After attempts were made by authorities to control helium sales in Australia, a new method was introduced that instead uses nitrogen. Two people have been reported in the forensic literature to have committed suicide using nitrogen inhalation.
Nitrogen has become the main gas promoted by euthanasia advocates, such as Philip Nitschke, who founded a company called Max Dog Brewing in order to import canisters of nitrogen into Australia. Nitschke stated that the gas cylinders can be used for both brewing and, if required, to end life at a later stage in a "peaceful, reliable [and] totally legal" manner. Nitschke said, "[nitrogen] was undetectable even by autopsy, which was important to some people".
After a number of accidents in which humans suffocated in nitrogen without any warning, the suggestion was made in 1995 that hypoxic atmospheres might be used for a more humane form of execution.

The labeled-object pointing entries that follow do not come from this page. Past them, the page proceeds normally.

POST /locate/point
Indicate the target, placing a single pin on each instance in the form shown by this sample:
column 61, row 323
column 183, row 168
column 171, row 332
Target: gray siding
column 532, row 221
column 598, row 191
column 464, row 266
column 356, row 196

Execution by nitrogen asphyxiation was discussed briefly in print as a theoretical method of capital punishment in a National Review article, "Killing with kindness – capital punishment by nitrogen asphyxiation". The idea was then proposed by Lawrence J. Gist II, an Attorney at Law, under the title, International Humanitarian Hypoxia Project.
In a televised documentary in 2007, the British political commentator (and former Member of Parliament) Michael Portillo examined execution techniques in use around the world and found them unsatisfactory; his conclusion was that nitrogen asphyxiation would be the best method.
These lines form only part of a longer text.